Le prince n’avait pas répondu et Mme  Daubrel craignait que ses lettres ne lui fussent pas parvenues, car il résultait des renseignements qu’on lui avait donnés à l’ambassade de Russie que, depuis trois ans, Pierre Olsdorf n’avait pas reparu ni en Courlande, ni à Saint-Pétersbourg.

On savait seulement que, peu de mois après avoir quitté la Russie, il avait visité l’Égypte, le Zanzibar, le Mozambique et s’était ensuite dirigé vers le Japon, par Bourbon, l’île de France et de détroit de la Sonde.

Désespérée, Marthe s’était alors décidée à s’adresser à Véra Soublaïeff pour la supplier d’amener à Paris Alexandre et Tekla, et elle avait reçu d’elle une lettre des plus touchantes.
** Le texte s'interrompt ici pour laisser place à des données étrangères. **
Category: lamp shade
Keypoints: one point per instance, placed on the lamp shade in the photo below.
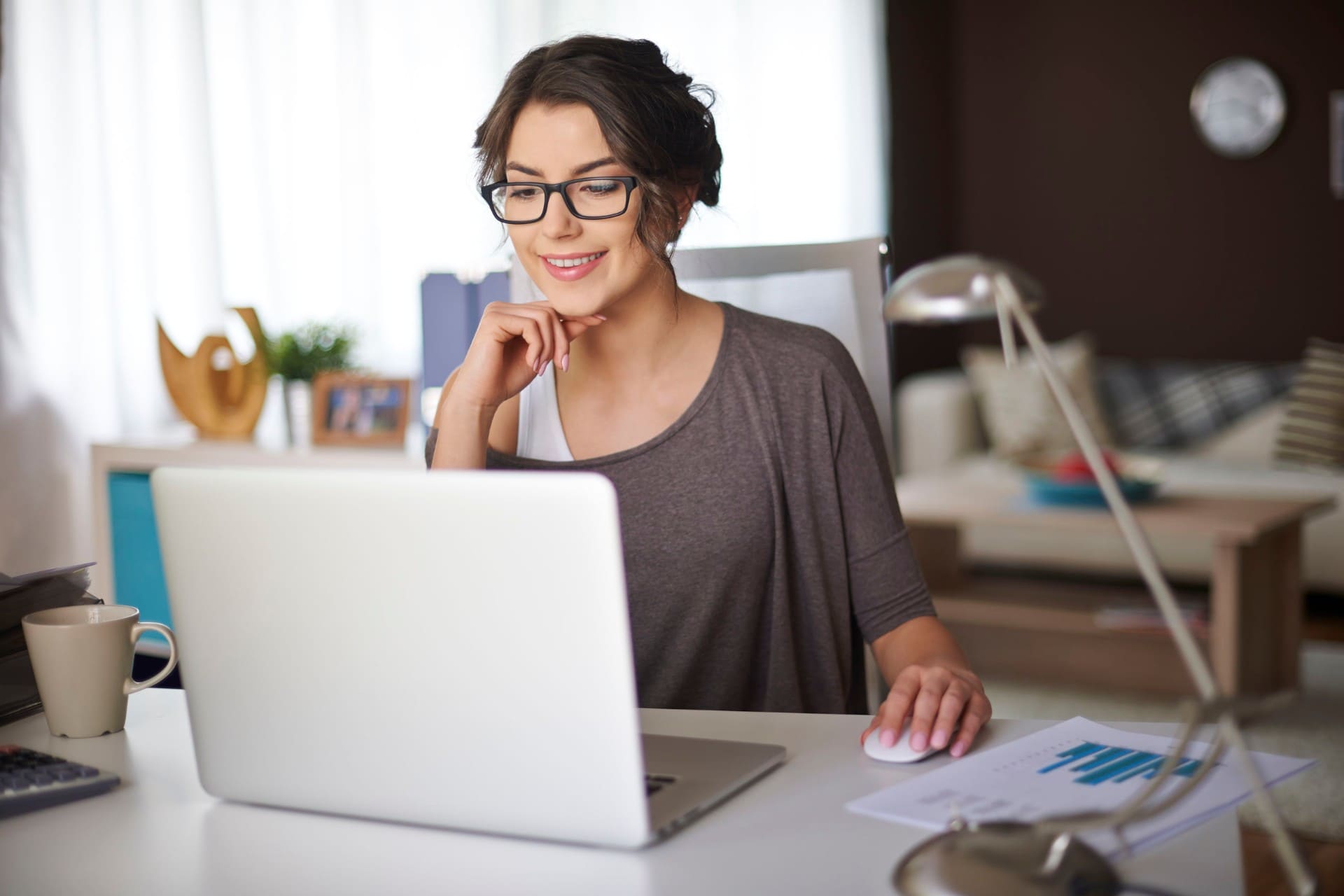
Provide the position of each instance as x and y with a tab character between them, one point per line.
955	289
Après lui avoir dit que les dernières nouvelles de son maître étaient datées de Calcutta et que, d’après l’itinéraire se son voyage, il ne devait pas tarder à arriver à Bombay, la fille du fermier d’Elva écrivait, en évitant toujours avec délicatesse d’appeler du nom de son second mari celle qu’elle avait connue princesse Olsdorf :

« Madame, plaignant plus que personne, du fond de l’âme, Mme  la comtesse Lise Barineff, je voudrais apporter un soulagement à ses souffrances. Je n’ai pas oublié l’affection qu’elle daignait me témoigner lorsque j’étais jeune, et me souviendrai toujours des déchirements de son cœur de mère quand elle est venue se joindre à moi pour soigner son fils et qu’elle a dû partir de Pampeln, seule, en n’emportant que le souvenir de la dernière caresse de ses chers petits.